Improved version

2023-04-05 08:17:42 +03:00 · 2023-04-05 08:17:42 +03:00 · c75ea0c5e7
parent 164ced85be
commit c75ea0c5e7
1 changed files with 114 additions and 67 deletions
--- a/script.py
+++ b/script.py
@ -7,13 +7,11 @@ import os

 INPUT_VIDEO = "video_input.mp4"
 OUTPUT_VIDEO = "result.mp4"
-REF_IMAGE = "init.png"
-
-PROMPT = "pixarstyle 3D cartoon version of Pulp Fiction apartment Scene, natural skin texture, 4k textures, hdr, intricate, highly detailed, sharp focus, cinematic look, hyperdetailed. White man, black man, strong man, 90's room, gun, burger and cola."
-N_PROMPT = "cropped head, black and white, slanted eyes, deformed, bad anatomy, disfigured, poorly drawn face, mutation, mutated, extra limb, ugly, disgusting, poorly drawn hands, missing limb, floating limbs, disconnected limbs, malformed hands, blurry, ((((mutated hands and fingers)))), watermark, watermarked, oversaturated, censored, distorted hands, amputation, missing hands, obese, doubled face, double hands"
-SEED = 2901260158
-w,h = 1216, 512 # Width and height of the processed image. Note that actual image processed would be a W x 2H resolution. You should have enough VRAM to process it.

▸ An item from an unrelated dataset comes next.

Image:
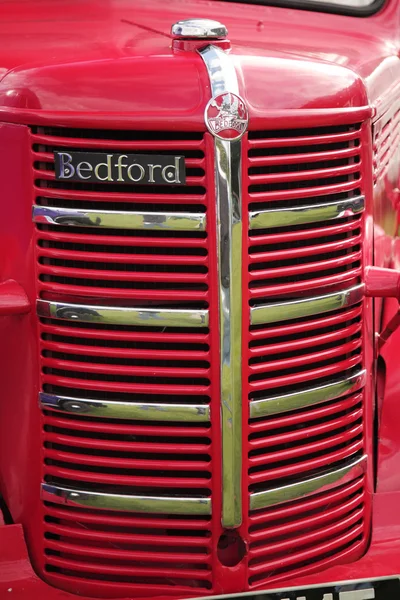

+PROMPT = "The Matrix as stop motion animation with plastic figures. Clay plasticine texture, cinematic light. 4k textures, hd, hyperdetailed. Claymation, plasticine animation, clay stop motion animation."
+N_PROMPT = "green face, green skin, black and white, slanted eyes, red eyes, blood eyes, deformed, bad anatomy, disfigured, poorly drawn face, mutation, mutated, extra limb, ugly, disgusting, poorly drawn hands, missing limb, floating limbs, disconnected limbs, malformed hands, blurry, ((((mutated hands and fingers)))), watermark, watermarked, oversaturated, censored, distorted hands, amputation, missing hands, obese, doubled face, double hands"
+SEED = -1
+w,h = 896, 512 # Width and height of the processed image. Note that actual image processed would be a W x 2H resolution. You should have enough VRAM to process it.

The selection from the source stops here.